I guess "surprise" isn't the most precise term here. I did write a whole book about how supply-siders took control of the Republican Party. Still, it seems to me that most members of the conservative movement really do want to shrink the size of government. But they have managed to convince themselves that focusing monomaniacally on lower tax rates for the rich is the best approach to achieve this goal, despite overwhelming evidence to the contrary. Now, the motivation here is mixed. You have some true believers in the supply-side faith, and those true believers are well placed at key right-wing publications and think tanks. You have some rich people who benefit from these policies and are eager to fund politicians and policy entrepreneurs who promote them. You have other people who believe that tax cuts will starve the beast, despite copious evidence to the contrary. And then you have a much larger group of conservatives who understand they don't really have enough expertise to scrutinize these claims, so they take their cues from Rush Limbaugh or the Weekly Standard.

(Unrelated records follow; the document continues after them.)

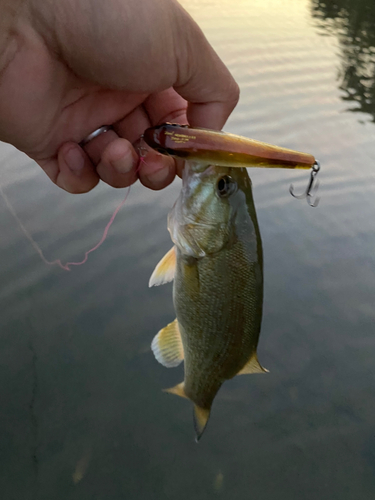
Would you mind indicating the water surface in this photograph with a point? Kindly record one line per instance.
(82, 413)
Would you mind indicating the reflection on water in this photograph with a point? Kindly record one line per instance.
(82, 415)
(353, 22)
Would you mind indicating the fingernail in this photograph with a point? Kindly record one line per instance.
(159, 176)
(75, 160)
(123, 165)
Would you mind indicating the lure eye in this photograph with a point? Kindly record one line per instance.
(226, 186)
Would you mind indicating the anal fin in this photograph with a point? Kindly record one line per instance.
(167, 345)
(252, 366)
(178, 390)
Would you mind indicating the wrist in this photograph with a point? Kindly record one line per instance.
(10, 10)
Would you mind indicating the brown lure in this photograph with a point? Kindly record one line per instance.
(220, 148)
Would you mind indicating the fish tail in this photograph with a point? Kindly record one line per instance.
(201, 416)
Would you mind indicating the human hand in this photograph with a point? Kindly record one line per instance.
(70, 66)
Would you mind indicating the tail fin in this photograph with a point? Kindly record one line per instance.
(201, 416)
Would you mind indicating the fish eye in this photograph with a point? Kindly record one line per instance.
(225, 186)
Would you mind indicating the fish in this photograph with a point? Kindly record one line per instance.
(216, 264)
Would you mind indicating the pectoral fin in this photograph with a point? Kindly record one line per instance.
(164, 271)
(252, 366)
(167, 346)
(201, 416)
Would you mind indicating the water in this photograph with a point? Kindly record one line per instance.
(82, 413)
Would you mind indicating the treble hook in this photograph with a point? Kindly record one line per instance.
(311, 188)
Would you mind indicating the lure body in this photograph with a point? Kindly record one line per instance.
(219, 148)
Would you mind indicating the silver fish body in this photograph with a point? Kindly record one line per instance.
(218, 284)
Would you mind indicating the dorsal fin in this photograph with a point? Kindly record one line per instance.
(201, 416)
(252, 366)
(164, 271)
(167, 345)
(178, 389)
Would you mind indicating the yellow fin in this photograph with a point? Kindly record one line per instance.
(178, 389)
(164, 271)
(201, 416)
(167, 345)
(252, 366)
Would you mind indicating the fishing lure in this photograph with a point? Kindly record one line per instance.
(229, 150)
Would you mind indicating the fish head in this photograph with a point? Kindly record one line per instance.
(203, 219)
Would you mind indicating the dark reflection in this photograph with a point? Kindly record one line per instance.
(353, 21)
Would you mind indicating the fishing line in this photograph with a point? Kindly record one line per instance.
(66, 267)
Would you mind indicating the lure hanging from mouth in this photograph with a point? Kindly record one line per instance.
(222, 149)
(209, 147)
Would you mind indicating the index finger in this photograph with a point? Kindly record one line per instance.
(204, 81)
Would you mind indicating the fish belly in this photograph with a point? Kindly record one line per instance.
(218, 302)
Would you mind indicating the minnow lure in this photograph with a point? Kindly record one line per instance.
(209, 147)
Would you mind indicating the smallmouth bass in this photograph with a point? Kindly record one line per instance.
(216, 263)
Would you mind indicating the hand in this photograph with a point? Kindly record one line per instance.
(70, 66)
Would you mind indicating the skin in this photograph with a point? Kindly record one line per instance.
(69, 66)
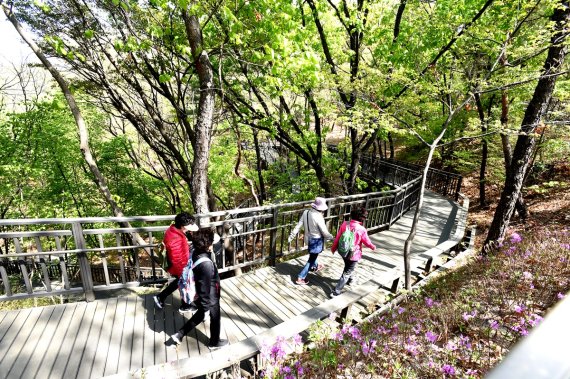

There certainly are people who feel satisfied with the results of the GOP's taxes uber alles approach -- people who may not like huge deficits but are mostly gratified to have saved millions on their taxes. But huge numbers of conservatives are massively dissatisfied with the results. I think they legitimately do not understand that demanding huge specific tax cuts and unspecified spending cuts, while anathematizing any deficit-reducing deal with Democrats, is going to produce the exact same results they find so dissatisfying. You can understand what causes a woman to stay married to an abusive husband, but still feel surprised at some level every time she sticks around through an abusive episode.